Zamierzamy wspólnie z Xi działać w kwestii Ukrainy - powiedział Trump. Pekin do tej pory wspierał stanowisko Moskwy. Waszyngton chce, aby Chiny przestały kupować rosyjską ropę. Cła na chińskie towary w USA obniżono z 57 procent do 47 procent. Karne taryfy celne dotyczące eksportu komponentów do fentanylu, narkotyku zbierającego śmiertelne żniwo w USA obniżono z 20 procent do 10 procent. Podczas rozmów nie poruszono kwestii zaawansowanych technologicznie półprzewodników ani sytuacji wokół Tajwanu.
Rozmowy w Busan były pierwszym spotkaniem Trumpa i Xi twarzą w twarz od 2019 roku.

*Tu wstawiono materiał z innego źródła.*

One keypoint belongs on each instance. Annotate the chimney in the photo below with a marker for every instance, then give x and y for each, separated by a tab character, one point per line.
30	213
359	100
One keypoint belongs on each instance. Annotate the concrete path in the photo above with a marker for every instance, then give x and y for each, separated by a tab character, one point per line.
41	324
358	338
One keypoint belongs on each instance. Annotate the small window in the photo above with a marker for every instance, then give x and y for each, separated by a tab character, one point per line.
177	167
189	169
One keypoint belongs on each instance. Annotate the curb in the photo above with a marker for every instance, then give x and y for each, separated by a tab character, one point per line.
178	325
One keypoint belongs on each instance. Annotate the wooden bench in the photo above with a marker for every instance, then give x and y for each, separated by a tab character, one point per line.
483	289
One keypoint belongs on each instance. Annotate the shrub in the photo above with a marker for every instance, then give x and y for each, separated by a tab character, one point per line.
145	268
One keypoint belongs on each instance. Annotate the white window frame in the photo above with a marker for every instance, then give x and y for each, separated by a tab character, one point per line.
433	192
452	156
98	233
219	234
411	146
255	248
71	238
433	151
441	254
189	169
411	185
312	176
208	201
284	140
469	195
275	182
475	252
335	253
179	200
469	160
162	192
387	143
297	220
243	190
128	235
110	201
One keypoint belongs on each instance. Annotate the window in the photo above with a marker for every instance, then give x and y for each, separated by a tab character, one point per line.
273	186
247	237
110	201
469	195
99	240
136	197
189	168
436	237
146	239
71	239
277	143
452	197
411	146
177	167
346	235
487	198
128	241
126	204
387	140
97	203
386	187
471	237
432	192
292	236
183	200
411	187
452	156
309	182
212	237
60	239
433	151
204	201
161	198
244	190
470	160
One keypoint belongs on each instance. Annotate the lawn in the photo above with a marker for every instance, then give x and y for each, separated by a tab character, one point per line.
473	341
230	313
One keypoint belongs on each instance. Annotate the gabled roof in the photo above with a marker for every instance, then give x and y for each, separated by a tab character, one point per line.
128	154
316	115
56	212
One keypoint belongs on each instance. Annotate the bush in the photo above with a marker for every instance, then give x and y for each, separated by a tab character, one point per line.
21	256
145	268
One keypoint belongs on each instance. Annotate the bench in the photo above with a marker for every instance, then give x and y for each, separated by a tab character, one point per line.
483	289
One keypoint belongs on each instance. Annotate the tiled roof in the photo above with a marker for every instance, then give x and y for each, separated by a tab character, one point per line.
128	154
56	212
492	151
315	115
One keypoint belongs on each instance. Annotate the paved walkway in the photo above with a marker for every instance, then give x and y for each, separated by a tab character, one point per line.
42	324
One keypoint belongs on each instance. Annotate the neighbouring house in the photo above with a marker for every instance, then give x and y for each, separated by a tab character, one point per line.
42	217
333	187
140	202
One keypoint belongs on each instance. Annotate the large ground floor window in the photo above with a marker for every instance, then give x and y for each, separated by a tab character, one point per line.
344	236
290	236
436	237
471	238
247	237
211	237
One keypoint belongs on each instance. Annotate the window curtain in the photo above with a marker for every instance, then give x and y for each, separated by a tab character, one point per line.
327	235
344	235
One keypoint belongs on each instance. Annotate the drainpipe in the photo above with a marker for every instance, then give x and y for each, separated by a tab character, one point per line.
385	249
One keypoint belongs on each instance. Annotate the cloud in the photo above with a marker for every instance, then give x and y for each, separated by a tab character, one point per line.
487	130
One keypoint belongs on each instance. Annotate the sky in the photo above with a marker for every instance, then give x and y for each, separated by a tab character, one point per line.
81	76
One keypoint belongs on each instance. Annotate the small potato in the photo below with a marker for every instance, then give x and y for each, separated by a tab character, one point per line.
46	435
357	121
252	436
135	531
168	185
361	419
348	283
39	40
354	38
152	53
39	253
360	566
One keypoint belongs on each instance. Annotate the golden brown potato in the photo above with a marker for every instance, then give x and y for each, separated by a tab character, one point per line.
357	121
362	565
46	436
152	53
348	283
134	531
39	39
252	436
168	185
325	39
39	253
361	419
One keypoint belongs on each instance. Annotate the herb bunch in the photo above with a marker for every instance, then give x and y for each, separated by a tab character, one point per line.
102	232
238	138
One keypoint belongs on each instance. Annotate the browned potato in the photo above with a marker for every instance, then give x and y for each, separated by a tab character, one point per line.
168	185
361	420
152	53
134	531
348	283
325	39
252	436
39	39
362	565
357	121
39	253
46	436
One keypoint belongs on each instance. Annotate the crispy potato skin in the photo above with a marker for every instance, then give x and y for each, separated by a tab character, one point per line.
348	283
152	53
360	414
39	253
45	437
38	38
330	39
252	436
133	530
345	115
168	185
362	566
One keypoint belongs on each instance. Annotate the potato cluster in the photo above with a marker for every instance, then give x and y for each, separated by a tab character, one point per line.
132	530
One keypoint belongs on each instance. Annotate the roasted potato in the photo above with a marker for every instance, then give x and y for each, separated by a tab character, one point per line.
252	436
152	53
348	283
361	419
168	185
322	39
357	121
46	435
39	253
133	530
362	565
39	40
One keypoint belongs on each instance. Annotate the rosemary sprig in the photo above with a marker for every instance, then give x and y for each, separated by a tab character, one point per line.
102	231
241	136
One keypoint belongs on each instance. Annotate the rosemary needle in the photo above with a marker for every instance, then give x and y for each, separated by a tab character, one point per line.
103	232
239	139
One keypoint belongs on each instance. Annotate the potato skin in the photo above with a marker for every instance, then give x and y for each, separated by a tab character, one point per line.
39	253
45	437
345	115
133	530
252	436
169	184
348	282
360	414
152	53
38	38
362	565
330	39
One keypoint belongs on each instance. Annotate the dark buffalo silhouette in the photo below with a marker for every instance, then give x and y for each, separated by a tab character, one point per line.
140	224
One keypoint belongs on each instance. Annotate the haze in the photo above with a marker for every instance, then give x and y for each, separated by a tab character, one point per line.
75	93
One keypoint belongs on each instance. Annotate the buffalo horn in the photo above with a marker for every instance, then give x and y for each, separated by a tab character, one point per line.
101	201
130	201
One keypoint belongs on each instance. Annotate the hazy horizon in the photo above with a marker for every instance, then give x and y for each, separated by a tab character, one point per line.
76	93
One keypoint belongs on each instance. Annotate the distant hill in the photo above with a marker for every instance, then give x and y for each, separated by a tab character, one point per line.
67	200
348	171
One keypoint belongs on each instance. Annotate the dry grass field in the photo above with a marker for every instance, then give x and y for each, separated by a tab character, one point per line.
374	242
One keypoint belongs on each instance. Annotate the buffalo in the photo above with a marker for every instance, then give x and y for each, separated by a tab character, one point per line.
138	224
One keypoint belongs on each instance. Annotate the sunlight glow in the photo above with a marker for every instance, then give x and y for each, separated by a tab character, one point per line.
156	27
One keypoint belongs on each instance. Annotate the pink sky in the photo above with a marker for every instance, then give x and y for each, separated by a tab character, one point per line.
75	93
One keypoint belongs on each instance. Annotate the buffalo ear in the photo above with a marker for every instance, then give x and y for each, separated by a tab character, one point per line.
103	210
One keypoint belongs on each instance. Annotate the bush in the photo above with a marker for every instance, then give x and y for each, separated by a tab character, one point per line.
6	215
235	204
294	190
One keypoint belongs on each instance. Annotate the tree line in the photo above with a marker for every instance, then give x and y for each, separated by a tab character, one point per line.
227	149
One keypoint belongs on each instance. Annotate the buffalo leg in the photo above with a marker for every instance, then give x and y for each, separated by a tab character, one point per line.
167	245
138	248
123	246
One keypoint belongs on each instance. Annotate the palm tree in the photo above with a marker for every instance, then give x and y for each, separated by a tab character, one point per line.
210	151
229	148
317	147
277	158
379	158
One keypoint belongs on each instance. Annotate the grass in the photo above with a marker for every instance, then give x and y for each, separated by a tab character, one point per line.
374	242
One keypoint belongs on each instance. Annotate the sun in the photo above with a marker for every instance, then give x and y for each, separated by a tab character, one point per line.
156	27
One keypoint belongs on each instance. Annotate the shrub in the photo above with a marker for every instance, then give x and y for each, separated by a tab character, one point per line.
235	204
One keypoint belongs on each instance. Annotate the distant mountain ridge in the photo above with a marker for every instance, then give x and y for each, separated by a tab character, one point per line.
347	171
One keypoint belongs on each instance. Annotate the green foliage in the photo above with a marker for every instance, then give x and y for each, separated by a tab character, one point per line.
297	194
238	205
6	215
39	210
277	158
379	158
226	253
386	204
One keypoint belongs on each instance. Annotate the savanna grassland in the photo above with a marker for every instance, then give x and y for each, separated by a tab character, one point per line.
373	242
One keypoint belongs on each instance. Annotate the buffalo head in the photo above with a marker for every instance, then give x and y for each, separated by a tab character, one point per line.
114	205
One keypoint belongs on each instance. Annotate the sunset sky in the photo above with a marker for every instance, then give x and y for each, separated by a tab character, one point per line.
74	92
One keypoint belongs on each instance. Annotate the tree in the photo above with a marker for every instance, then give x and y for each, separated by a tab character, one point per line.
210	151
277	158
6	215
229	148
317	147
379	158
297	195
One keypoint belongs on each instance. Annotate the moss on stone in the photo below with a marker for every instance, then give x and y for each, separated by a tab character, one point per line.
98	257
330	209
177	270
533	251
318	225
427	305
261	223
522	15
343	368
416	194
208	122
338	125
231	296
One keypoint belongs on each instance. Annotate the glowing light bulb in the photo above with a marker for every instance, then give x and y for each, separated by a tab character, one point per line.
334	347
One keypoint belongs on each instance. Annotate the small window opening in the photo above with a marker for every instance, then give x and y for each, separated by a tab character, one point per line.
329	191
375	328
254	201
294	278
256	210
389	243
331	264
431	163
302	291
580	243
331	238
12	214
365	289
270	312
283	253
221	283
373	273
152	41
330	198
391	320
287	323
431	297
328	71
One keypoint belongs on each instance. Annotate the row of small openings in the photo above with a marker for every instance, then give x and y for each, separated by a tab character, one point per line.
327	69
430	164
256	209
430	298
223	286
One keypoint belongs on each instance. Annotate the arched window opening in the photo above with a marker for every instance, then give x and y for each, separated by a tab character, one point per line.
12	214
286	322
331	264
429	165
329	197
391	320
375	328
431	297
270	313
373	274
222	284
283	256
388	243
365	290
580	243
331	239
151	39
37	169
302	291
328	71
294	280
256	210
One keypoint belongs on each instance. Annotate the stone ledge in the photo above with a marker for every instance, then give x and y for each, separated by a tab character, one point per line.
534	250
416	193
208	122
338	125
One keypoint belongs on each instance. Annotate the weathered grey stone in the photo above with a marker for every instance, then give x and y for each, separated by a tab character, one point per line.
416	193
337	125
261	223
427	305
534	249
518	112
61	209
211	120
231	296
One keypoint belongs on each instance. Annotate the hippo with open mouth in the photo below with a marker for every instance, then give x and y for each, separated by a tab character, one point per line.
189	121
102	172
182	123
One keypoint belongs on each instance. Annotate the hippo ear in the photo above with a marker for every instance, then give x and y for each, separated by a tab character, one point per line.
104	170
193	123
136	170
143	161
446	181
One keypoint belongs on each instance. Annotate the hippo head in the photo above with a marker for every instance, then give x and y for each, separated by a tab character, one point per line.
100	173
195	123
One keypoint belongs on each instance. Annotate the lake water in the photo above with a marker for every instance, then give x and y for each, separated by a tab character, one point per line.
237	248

W części otwartej dla prasy przywódcy optymistycznie wypowiadali się o relacjach dwustronnych.
Inwestorzy oczekują uspokojenia sytuacji w relacjach handlowych Chin i USA.
Na pytanie, jaką ocenę w skali od 1 do 10 dałby spotkaniu z przywódcą Chin, amerykański prezydent odparł, że „12”. Jak poinformował, na kwiecień przyszłego roku zaplanowano oficjalną wizytę w Chinach. Na razie nie jest jednak jasne, kiedy dojdzie do ogłoszenia szczegółów porozumienia handlowego USA i Chin.
Spotkanie w Busan było ostatnim punktem trwającej od niedzieli wizyty prezydenta USA w Azji, podczas której odwiedził Malezję, Japonię i Koreę Południową.